Nos lamentamos de que las parroquias se vacían, y los que vienen son personas mayores. Sin la fuerza del compromiso y sin una apertura real al Espíritu Santo será muy difícil que la Iglesia avance. Más que nunca, ahora nos falta tenacidad. En una sociedad a menudo contraria a las ideas evangélicas, hemos de ser consecuentes con nuestro compromiso de fe ante el mundo. La Iglesia estará siempre viva en la medida en que cada uno de nosotros se sienta vivo dentro de la Iglesia. Ha llegado la hora de despertar.

Formamos parte de la empresa de Dios

Cuántos recursos publicitarios invierten las empresas por colocar un producto en el mercado. Cuántas sumas se emplean por hacerlo llegar a todo el mundo, incluso hay una ciencia para ello. Si para vender cualquier objeto se hacen enormes esfuerzos, ¿cómo no vamos a luchar los cristianos por hacer llegar nuestro gran “producto” al mundo? Este producto es el evangelio: palabra de Dios que libera, da paz, alegría y profundidad a nuestra existencia.

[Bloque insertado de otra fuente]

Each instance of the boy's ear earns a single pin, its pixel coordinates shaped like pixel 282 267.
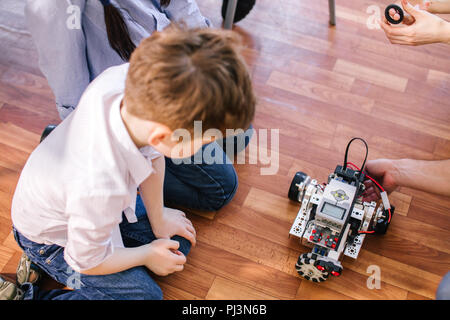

Todos los bautizados  que nos sentimos familia de Cristo formamos parte de la gran empresa de Dios en el mundo. Ojalá nos creamos la gran noticia del amor de Dios y seamos capaces de anunciarla con todas nuestras fuerzas. Los cristianos de hoy también hemos recibido el don del Espíritu Santo, ¿qué más necesitamos? Tenemos la suficiente energía, formación, creatividad y libertad para esparcir el Reino de Dios en el mundo y hacer crecer en las personas lo mejor que llevan dentro.